Found on proggit: Krug, a new experimental programming language, compiler written in D

Chris wendlec at tcd.ie
Fri Apr 27 15:27:58 UTC 2018


On Friday, 27 April 2018 at 00:18:05 UTC, H. S. Teoh wrote:
> On Thu, Apr 26, 2018 at 04:26:30PM -0700, Walter Bright via 
> Digitalmars-d wrote: [...]
>> [...]
>
> People often complain about how redundant natural languages 
> are... not realizing that it actually provides, in addition to 
> being easier to read, some degree of built-in error-correction 
> and resilience in a lossy medium.  Think of reading a text that 
> has occasional typos or omitted words.  Most of the time, you 
> can still figure out what it's saying in spite of the "syntax 
> errors".  Or talking over the phone with lots of static noise.  
> You can still make out what the other person is saying, even if 
> some words are garbled.  Computer languages aren't quite at 
> that level of self-correctiveness and resilience yet, but I'd 
> like to think we're on the way there.
>
> Redundancy is not always a bad thing.
>
>
>> [...]
>
> Yes, something language designers often fail to account for.
>
> Well, many programmers also tend to write without the awareness 
> that 5 months later, someone (i.e., themselves :-D) will be 
> staring at that same piece of code and going "what the heck was 
> the author thinking when he wrote this trash?!".
>
>
>> [...]
>
> And Java. ;-)
>
>
> T

Yep.

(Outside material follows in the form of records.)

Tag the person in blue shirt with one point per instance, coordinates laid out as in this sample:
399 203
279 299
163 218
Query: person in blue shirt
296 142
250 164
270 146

Good point. German is more redundant than English (case 
endings) and it's easier to re-construct garbled text. But 
natural languages tend to remove redundancy (e.g. case endings 
when the relation is clear) - up to a certain point! But 
redundancy is needed and good. Maybe natural languages show us 
how far you can go before you get in trouble.